8) Farewell to Button and Massa
As the curtain fell on the 2016 Formula One season, the curtain fell on two careers too. With Felipe Massa and Jenson Button racing in their final Grand Prix.
For Jenson, his career in F1 began back in 2000 when BMW Williams gave the 20-year-old Somerset boy a shot following a shoot-out with Bruno Junqueira after Alex Zanardi left the team. Finishing his debut year eighth in the championship on 12-points.
But it was not until the 2006 Hungarian Grand Prix, when Jenson would win his first Grand Prix. Even after finishing the 2004 championship third in the standings.
Button’s 06 Hungarian win, however, would be his only win for the next three seasons before Honda pulled the plug on their F1 program – leaving Button without a drive.
With Honda out, Ross Brawn bought what he could of the team and entered the ’09 season as a privateer team. Racing Button alongside Barrichello for BrawnGP. A team that would go on to take both the drivers’ title and constructor’s championship in their only year in the sport. With Jenson taking six wins and four poles on way to his Formula One title.
As for Massa, the Brazilian’s time in Formula One began in 2002 with the Red Bull Sauber Petronas team. A team he would race for in 2002, 2004 and 2005, while joining Ferrari for 2003 as the team’s test driver.
Massa would then go on to join Ferrari as the team’s race driver for the 2006 season.
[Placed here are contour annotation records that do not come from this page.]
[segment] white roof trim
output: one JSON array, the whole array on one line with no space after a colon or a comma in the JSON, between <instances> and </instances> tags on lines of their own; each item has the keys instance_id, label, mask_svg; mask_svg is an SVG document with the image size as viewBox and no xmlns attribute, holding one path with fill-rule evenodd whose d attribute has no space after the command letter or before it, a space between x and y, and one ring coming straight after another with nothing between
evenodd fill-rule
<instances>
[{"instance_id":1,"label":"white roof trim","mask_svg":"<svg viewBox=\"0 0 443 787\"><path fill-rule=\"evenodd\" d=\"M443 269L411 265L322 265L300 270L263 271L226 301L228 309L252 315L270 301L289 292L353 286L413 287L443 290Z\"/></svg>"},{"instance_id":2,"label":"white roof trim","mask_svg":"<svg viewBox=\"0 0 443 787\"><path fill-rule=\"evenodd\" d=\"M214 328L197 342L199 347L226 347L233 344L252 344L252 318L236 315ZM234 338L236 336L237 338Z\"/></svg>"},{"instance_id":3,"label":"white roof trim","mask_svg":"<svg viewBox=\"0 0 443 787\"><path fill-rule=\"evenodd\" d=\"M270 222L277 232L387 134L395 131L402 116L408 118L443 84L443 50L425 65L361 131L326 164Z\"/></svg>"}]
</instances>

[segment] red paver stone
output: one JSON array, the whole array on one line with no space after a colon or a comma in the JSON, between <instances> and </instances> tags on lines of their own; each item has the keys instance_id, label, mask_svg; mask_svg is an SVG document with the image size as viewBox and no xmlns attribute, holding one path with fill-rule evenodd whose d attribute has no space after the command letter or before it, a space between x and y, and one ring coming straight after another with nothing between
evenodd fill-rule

Finishing his first season with the Italian outfit third in the standings, before fighting for the title against Hamilton in ‘08. A title he would miss out on by a single point.
Five years on, 2013 would prove to be Massa’s final season at Ferrari. Leaving Maranello with 11 victories to his name and joining Williams for 2014 to race alongside Valtteri Bottas.
At Williams, Felipe went on to achieve five more podium finishes. With his last coming at the 2015 Italian Grand Prix. Helping the team to two third-place finishes in the constructors’ standings.
As a special farewell present, Williams gave Felipe his car from the 2016 Brazilian Grand Prix. The one he used for his final home Grand Prix, decorated with a special livery reading ‘Obrigado’ and ‘Massa’ in place of their sponsors’ logos.